SOMUT KANITLAR ESAS ALINMALI
Öğretmenlerin performansının değerlendirilmesinde genel nitelikte soyut görüş ve kanaatler değil, somut ve gözlenebilir kanıtlar esas alınmalı.
SINIF İÇİ GÖZLEMLERE AĞIRLIK VERİLMELİ
Performans değerlendirme sürecinde sınıf içi gözlemlere ağırlık verilmeli, gözlem öncesi ve sonrası öğretmenle yapılandırılmış görüşmeler gerçekleştirilmeli. 20 yıllık bir öğretmenin performansının değerlendirilmesinde teorik olarak ne bildiği değil, sınıf içinde yaptığı, öğrencilerinin öğrenmesini ve gelişimini sağlamak için hangi çalışmaları yaptığı önemli olmalı. Bütün değerlendirme süreçleri, formları bu önceliğe ve öneme göre yeniden düzenlenmeli. Ders planları, öğrenci ürünleri, ödevleri ve öğrencilerin sınav sonuçları gibi çeşitli veri kaynakları kullanılarak etkili bir değerlendirme gerçekleştirilebilir.
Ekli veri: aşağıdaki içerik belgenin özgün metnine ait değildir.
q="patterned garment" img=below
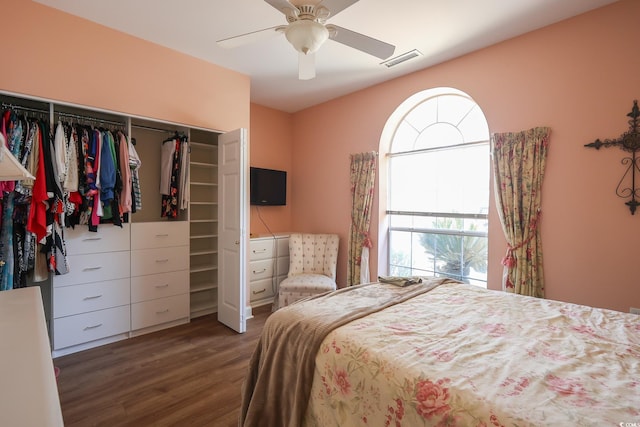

YAZILI SINAV ÖĞRETİMİN GELİŞTİRİLMESİNE KATKI SUNMAZ
Öğretmenlerin mesleki yeterlikleri ölçmeye yönelik tekrarlanacak yazılı bir sınav yerine, çoklu veri kaynaklarından elde edilen değerlendirme sonuçlarından faydalanmak sınav odaklı bir yapının önüne geçebilir. Ancak öğretmeni her dört yılda bir bilgi temelli bir sınava tabi tutmak eğitim öğretimin geliştirilmesi adına hiçbir katkı sağlamayacaktır. Sınav yerine mesleki gelişim odaklı bir performans değerlendirme döngüsü oluşturulmalı. Performans değerlendirme sistemi oluşturma adına yeni bir sınav sektörü yaratılmamalı.
SONUÇLAR DESTEK VE YARDIM İÇİN KULLANILMALI
Kapsamlı bir performans değerlendirme sisteminde elde edilen sonuçlar, öğretmenlerin bireysel ihtiyaçlarına ve öğrencilerin, okulların ve bölgelerin ihtiyaçlarına göre destek, yardım ve mesleki gelişim fırsatları sunmak için kullanılmalı.
DEĞERLENDİRİCİLERİN SORUMLULUKLARI NETLEŞMELİ
Performans kriterleri ve göstergelerinin açık olarak belirlendiği, değerlendiricilerin yetkinlik ve sorumluluklarının net bir biçimde tanımlandığı, hesapverebilirlik koşulunun sağlandığı, çoklu veri kaynaklarına dayanan bir performans değerlendirme sistemi eğitim sistemimizin niteliğine doğrudan etki edecek potansiyele sahip.